Male Addax stand up to 115 centimetres tall and weigh as much as a full-grown man, while females are smaller. Their coats turn pure white in summer, perhaps to reflect the searing heat that pounds the Niger desert. Surveys conducted as recently as 2010 concluded that there were still some 200 Addax in the wild.

However, a massive oil-extraction installation set up by the China National Petroleum Corporation has proven a double threat for the antelope.

Giant lorries and bulldozers have ripped up large swathes of the antelope's habitat, reducing the land on which it forages for sparse shrubs and herbs.

The IUCN added that military personnel assigned to protect the oil operation have also been poaching the animals in their last haven, the Termit and Tin-Toumma National Nature Preserve.

"Eight skulls were found during the survey, some of them near the army encampment," Badalotti said, conjecturing that the soldiers shot them for meat.
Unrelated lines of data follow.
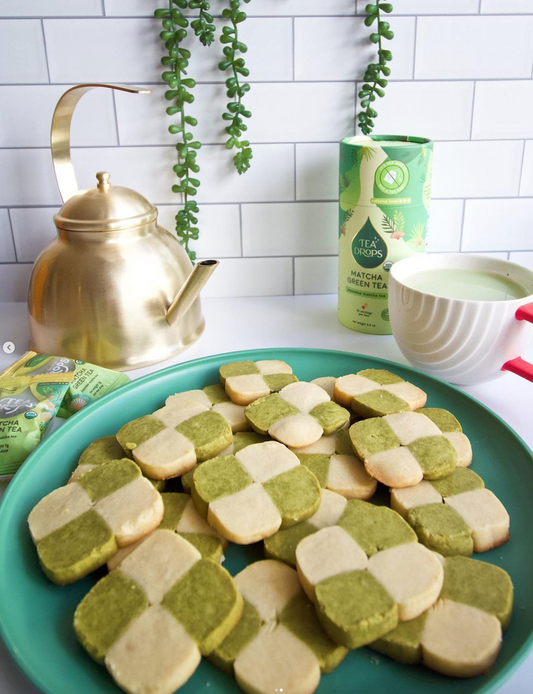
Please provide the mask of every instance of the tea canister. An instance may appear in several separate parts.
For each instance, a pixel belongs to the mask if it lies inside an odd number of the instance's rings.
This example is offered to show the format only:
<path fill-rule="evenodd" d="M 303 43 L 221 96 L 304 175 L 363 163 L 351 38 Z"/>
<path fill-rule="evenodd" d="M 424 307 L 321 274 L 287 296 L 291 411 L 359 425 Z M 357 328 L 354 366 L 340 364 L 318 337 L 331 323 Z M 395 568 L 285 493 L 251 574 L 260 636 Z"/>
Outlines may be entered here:
<path fill-rule="evenodd" d="M 391 333 L 389 271 L 426 250 L 433 142 L 372 135 L 340 143 L 339 321 Z"/>

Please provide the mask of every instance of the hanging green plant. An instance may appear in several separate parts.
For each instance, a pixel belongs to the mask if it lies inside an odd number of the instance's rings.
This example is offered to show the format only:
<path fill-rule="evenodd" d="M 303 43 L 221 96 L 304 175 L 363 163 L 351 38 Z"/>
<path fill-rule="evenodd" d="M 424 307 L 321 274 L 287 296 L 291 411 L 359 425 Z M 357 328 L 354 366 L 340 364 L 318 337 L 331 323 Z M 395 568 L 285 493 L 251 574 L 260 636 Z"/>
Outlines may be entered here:
<path fill-rule="evenodd" d="M 206 2 L 191 2 L 193 5 L 205 6 Z M 201 148 L 201 143 L 194 139 L 194 135 L 189 128 L 198 125 L 196 118 L 189 116 L 185 112 L 186 104 L 192 104 L 194 96 L 191 89 L 196 86 L 196 81 L 187 77 L 187 68 L 191 52 L 183 48 L 183 41 L 187 38 L 189 20 L 182 10 L 189 9 L 187 0 L 169 0 L 168 7 L 157 9 L 155 16 L 162 20 L 163 31 L 160 38 L 165 43 L 168 55 L 161 59 L 161 63 L 168 68 L 163 72 L 162 78 L 169 86 L 165 92 L 167 101 L 172 101 L 173 105 L 168 106 L 167 114 L 176 116 L 177 123 L 168 126 L 168 130 L 173 135 L 178 136 L 176 150 L 178 153 L 178 163 L 172 168 L 179 179 L 179 183 L 172 186 L 174 193 L 182 196 L 182 206 L 176 214 L 176 234 L 183 245 L 191 261 L 196 259 L 196 253 L 190 248 L 189 243 L 198 239 L 198 203 L 194 200 L 200 181 L 196 178 L 200 167 L 196 162 L 197 150 Z M 212 30 L 210 29 L 208 17 L 205 14 L 198 18 L 201 22 L 197 24 L 195 32 L 200 40 L 209 41 Z M 212 18 L 211 18 L 212 19 Z M 213 34 L 214 36 L 214 34 Z M 211 38 L 212 40 L 212 38 Z"/>
<path fill-rule="evenodd" d="M 244 0 L 244 2 L 248 3 L 250 0 Z M 184 14 L 186 10 L 198 10 L 198 16 L 189 21 Z M 186 113 L 187 106 L 194 101 L 192 90 L 196 86 L 196 81 L 187 77 L 191 52 L 183 47 L 183 42 L 187 38 L 190 27 L 204 46 L 210 46 L 213 43 L 216 27 L 209 10 L 210 4 L 207 0 L 168 0 L 167 7 L 159 8 L 154 12 L 155 17 L 162 20 L 163 31 L 159 36 L 168 51 L 168 55 L 161 59 L 161 63 L 167 68 L 162 78 L 169 87 L 165 92 L 165 98 L 173 102 L 167 107 L 167 114 L 175 117 L 177 121 L 168 127 L 169 132 L 178 137 L 176 143 L 178 162 L 172 167 L 178 177 L 178 183 L 172 186 L 172 190 L 182 196 L 182 205 L 175 218 L 176 234 L 193 262 L 196 259 L 196 253 L 189 244 L 191 241 L 196 241 L 199 235 L 198 203 L 194 198 L 200 186 L 200 180 L 197 177 L 200 166 L 196 156 L 202 144 L 191 132 L 191 128 L 198 125 L 197 119 Z M 242 98 L 250 90 L 250 85 L 243 82 L 241 78 L 248 77 L 250 71 L 245 65 L 244 58 L 241 57 L 248 48 L 239 40 L 238 25 L 244 22 L 246 13 L 241 10 L 240 0 L 229 0 L 229 7 L 224 9 L 222 16 L 230 20 L 231 26 L 222 28 L 220 41 L 224 44 L 225 59 L 219 63 L 219 69 L 232 72 L 226 80 L 226 94 L 232 101 L 228 103 L 227 111 L 223 113 L 222 118 L 228 123 L 225 128 L 229 135 L 226 147 L 238 150 L 233 157 L 233 162 L 239 174 L 242 174 L 250 168 L 252 159 L 250 143 L 248 140 L 241 140 L 242 134 L 247 130 L 243 119 L 250 118 L 252 115 L 242 103 Z"/>
<path fill-rule="evenodd" d="M 244 2 L 248 3 L 250 0 L 244 0 Z M 232 73 L 226 80 L 226 95 L 231 101 L 227 105 L 228 110 L 222 114 L 222 119 L 228 122 L 225 128 L 229 135 L 226 147 L 237 150 L 233 163 L 239 174 L 243 174 L 250 168 L 250 160 L 253 156 L 249 141 L 240 139 L 248 130 L 243 118 L 250 118 L 252 115 L 242 103 L 244 95 L 250 91 L 248 82 L 241 80 L 241 77 L 248 77 L 250 70 L 246 67 L 244 58 L 241 57 L 247 52 L 248 47 L 239 40 L 238 26 L 246 19 L 246 13 L 241 10 L 240 0 L 230 0 L 230 6 L 223 10 L 222 16 L 231 21 L 231 26 L 222 28 L 220 42 L 224 44 L 225 59 L 218 64 L 218 67 L 222 71 L 230 70 Z"/>
<path fill-rule="evenodd" d="M 369 135 L 374 129 L 374 118 L 378 115 L 372 104 L 378 97 L 385 96 L 385 87 L 388 84 L 387 77 L 390 75 L 390 67 L 387 63 L 392 60 L 392 53 L 383 48 L 382 41 L 391 41 L 394 32 L 391 31 L 389 22 L 381 18 L 381 13 L 390 14 L 393 10 L 390 2 L 377 2 L 365 7 L 365 25 L 372 26 L 377 21 L 376 31 L 370 34 L 370 41 L 377 44 L 378 62 L 370 63 L 364 74 L 364 84 L 359 92 L 361 99 L 361 111 L 358 114 L 359 127 L 363 135 Z"/>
David Mallon, who heads the IUCN's Antelope Specialist Group, added that the Addax is "simply unable to cope with the current level of disturbance and illegal killing."

Any hope for the species now lies in coordinated captive breeding programmes in zoos around the world, especially in the United States, Japan and Australia, that harbour some 600 specimens.

In addition, another 200 roam inside a large nature park in Morocco, south of Agadir, while hundreds more are held in private collections.

However, with none in the wild, repopulating their natural habitats will be very difficult.

"These programmes are incredibly expensive as compared to reducing threats in the wild," Badalotti said. "It is always best to maintain a population in the wild that can be reinforced by captive-bred individuals."